SCHWEINFURT

Engagierte Jugend

Im Bild von links: Kreisjugendpflegerin Bettina Stampf, Dr. Thomas Röbke vom Landesnetzwerk Bürgerschaftliches Engagement Bayern e.V. und die stellvertretende Landrätin Christine Bender. Foto: Landratsamt/Uta Baumann

„Jugend und Engagement – wie geht das?“ Diese Frage stand im Mittelpunkt des diesjährigen Kommunalpolitischen Forums „Kinder und Jugendarbeit“, zu dem die Kommunale Jugendarbeit des Landkreises eingeladen hatte. Insgesamt folgten 20 Gemeinden dem Ruf ins Landratsamt, heißt es in einer Pressemitteilung. „Die Jugend ist auch heute noch sehr interessiert und sehr begeisterungsfähig für viele Dinge. Zukunftsfähige Gemeinden sollten diese Begeisterung für sich nutzen und daher Jugend und jungen Menschen einen Entfaltungsraum bieten, um Demokratieverständnis lernen zu können“, sagte die stellvertretende Landrätin Christine Bender, die in Vertretung für Landrat Florian Töpper die Begrüßung übernahm.

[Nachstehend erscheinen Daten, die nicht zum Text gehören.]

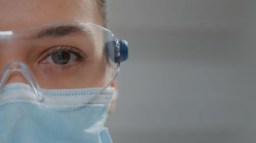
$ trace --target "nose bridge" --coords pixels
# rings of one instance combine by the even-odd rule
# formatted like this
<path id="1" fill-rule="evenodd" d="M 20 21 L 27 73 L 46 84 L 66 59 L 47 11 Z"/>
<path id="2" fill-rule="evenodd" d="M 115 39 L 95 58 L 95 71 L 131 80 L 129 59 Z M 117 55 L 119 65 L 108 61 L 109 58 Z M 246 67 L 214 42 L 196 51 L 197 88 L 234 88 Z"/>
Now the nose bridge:
<path id="1" fill-rule="evenodd" d="M 21 62 L 11 63 L 5 66 L 0 77 L 0 91 L 5 84 L 14 82 L 27 82 L 38 100 L 42 102 L 44 98 L 40 94 L 38 84 L 28 67 Z"/>

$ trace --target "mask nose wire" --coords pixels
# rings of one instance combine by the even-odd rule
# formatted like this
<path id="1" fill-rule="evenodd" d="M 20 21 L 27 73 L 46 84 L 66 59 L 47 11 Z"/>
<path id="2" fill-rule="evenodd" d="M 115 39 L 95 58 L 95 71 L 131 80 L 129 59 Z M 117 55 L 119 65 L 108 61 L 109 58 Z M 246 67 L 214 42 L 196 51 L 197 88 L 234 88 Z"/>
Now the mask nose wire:
<path id="1" fill-rule="evenodd" d="M 44 97 L 42 97 L 39 92 L 40 87 L 37 83 L 37 82 L 36 82 L 33 74 L 25 64 L 19 62 L 10 63 L 4 69 L 1 75 L 1 77 L 0 78 L 0 97 L 1 96 L 1 94 L 2 94 L 3 89 L 9 78 L 9 76 L 13 71 L 19 71 L 21 72 L 28 83 L 30 85 L 36 99 L 40 102 L 44 102 Z"/>

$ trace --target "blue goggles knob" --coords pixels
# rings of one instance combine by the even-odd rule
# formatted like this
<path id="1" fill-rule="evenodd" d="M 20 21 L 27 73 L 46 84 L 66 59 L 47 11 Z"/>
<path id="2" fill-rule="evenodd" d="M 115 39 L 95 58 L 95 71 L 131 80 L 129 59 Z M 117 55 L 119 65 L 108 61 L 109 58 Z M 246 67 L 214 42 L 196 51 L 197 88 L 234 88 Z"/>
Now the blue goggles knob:
<path id="1" fill-rule="evenodd" d="M 118 42 L 120 49 L 120 62 L 122 62 L 128 59 L 128 42 L 123 39 L 119 39 Z M 118 50 L 115 45 L 115 41 L 111 41 L 106 43 L 105 48 L 107 55 L 114 62 L 117 63 Z"/>

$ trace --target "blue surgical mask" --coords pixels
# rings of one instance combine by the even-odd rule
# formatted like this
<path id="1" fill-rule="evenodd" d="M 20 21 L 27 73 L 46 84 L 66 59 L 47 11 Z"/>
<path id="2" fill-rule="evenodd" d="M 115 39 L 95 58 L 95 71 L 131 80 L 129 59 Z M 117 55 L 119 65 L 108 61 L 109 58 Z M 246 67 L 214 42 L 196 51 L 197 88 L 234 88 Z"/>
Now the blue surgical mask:
<path id="1" fill-rule="evenodd" d="M 1 142 L 112 142 L 104 127 L 113 88 L 41 90 L 44 105 L 30 85 L 7 84 L 0 97 Z"/>

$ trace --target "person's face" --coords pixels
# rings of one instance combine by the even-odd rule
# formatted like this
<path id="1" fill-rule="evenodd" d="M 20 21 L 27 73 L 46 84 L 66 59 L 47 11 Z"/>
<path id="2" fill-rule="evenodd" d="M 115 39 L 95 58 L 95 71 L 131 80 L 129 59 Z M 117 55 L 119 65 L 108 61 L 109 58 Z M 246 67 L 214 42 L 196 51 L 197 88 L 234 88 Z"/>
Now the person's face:
<path id="1" fill-rule="evenodd" d="M 99 25 L 102 25 L 103 23 L 98 6 L 94 0 L 2 1 L 1 4 L 0 31 L 28 28 L 61 21 L 90 22 Z M 13 40 L 13 42 L 1 41 L 0 55 L 2 58 L 0 60 L 0 70 L 2 71 L 4 66 L 10 62 L 20 61 L 31 67 L 34 74 L 39 77 L 36 79 L 39 83 L 39 85 L 42 85 L 42 88 L 70 88 L 69 86 L 71 83 L 75 88 L 84 88 L 84 84 L 87 85 L 86 88 L 95 87 L 96 84 L 98 84 L 97 85 L 99 87 L 103 87 L 103 85 L 106 85 L 106 82 L 111 81 L 110 79 L 106 79 L 105 82 L 101 81 L 102 85 L 98 82 L 93 83 L 94 81 L 99 81 L 100 79 L 104 80 L 105 79 L 104 76 L 108 74 L 106 71 L 106 66 L 102 66 L 105 65 L 103 64 L 104 62 L 103 50 L 102 48 L 98 48 L 102 47 L 102 45 L 98 45 L 103 42 L 102 35 L 97 30 L 94 32 L 97 36 L 97 40 L 99 41 L 95 42 L 98 44 L 97 46 L 94 46 L 94 48 L 91 48 L 90 50 L 89 48 L 78 48 L 78 49 L 76 49 L 76 52 L 83 53 L 83 55 L 84 53 L 89 54 L 88 56 L 89 58 L 86 59 L 88 62 L 87 63 L 91 62 L 90 63 L 93 64 L 88 64 L 89 66 L 87 67 L 83 66 L 85 65 L 84 63 L 77 62 L 76 64 L 73 64 L 75 65 L 76 67 L 73 66 L 73 69 L 66 72 L 64 71 L 63 68 L 59 70 L 57 70 L 57 68 L 50 68 L 48 67 L 48 68 L 44 68 L 47 64 L 42 64 L 40 60 L 45 59 L 44 55 L 47 56 L 50 52 L 48 50 L 51 51 L 47 49 L 50 47 L 55 47 L 55 46 L 62 46 L 61 44 L 69 45 L 72 43 L 71 46 L 74 47 L 83 47 L 81 46 L 81 44 L 78 44 L 81 43 L 81 42 L 77 42 L 79 40 L 79 42 L 82 41 L 84 43 L 82 45 L 93 47 L 93 45 L 95 44 L 92 44 L 92 38 L 88 40 L 90 38 L 79 37 L 81 38 L 79 39 L 77 37 L 66 37 L 58 39 L 48 38 L 46 40 L 44 39 L 38 40 L 24 40 L 24 38 L 20 39 L 21 40 Z M 59 41 L 61 41 L 60 44 Z M 70 47 L 67 47 L 69 50 L 69 48 Z M 10 58 L 10 57 L 11 58 Z M 92 57 L 94 58 L 93 60 Z M 41 70 L 40 69 L 44 70 Z M 89 72 L 86 73 L 87 74 L 81 74 L 84 73 L 83 73 L 83 71 L 88 71 L 89 70 L 92 71 L 90 72 L 92 73 L 91 75 L 88 74 Z M 54 72 L 53 71 L 56 71 L 55 73 L 62 74 L 54 74 L 53 73 Z M 71 72 L 72 74 L 70 74 Z M 86 78 L 87 82 L 84 82 L 85 80 L 76 82 L 83 78 Z M 74 81 L 72 83 L 72 81 Z M 26 82 L 24 77 L 20 75 L 19 72 L 12 74 L 10 76 L 8 82 Z M 55 84 L 55 82 L 61 84 Z"/>
<path id="2" fill-rule="evenodd" d="M 0 3 L 1 31 L 60 21 L 102 24 L 95 0 L 3 0 Z"/>

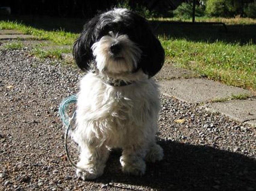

Für die diesjährige Veranstaltung konnte mit Dr. Thomas Röbke vom Landesnetzwerk Bürgerschaftliches Engagement Bayern ein hochkarätiger Referent für das Input-Referat gewonnen werden. Fast die Hälfte aller Jugendlichen und jungen Erwachsenen engagieren sich ehrenamtlich. Mit 19 Prozent ist der Bereich Sport und mit zehn Prozent der Bereich Soziales an vorderster Stelle zu finden. Vor allem projektorientierte informelle Gruppen hätten eine Zunahme im Engagement zu verzeichnen, mit einer geringeren zeitlichen Intensität und wenigen bürokratischen Vorgaben.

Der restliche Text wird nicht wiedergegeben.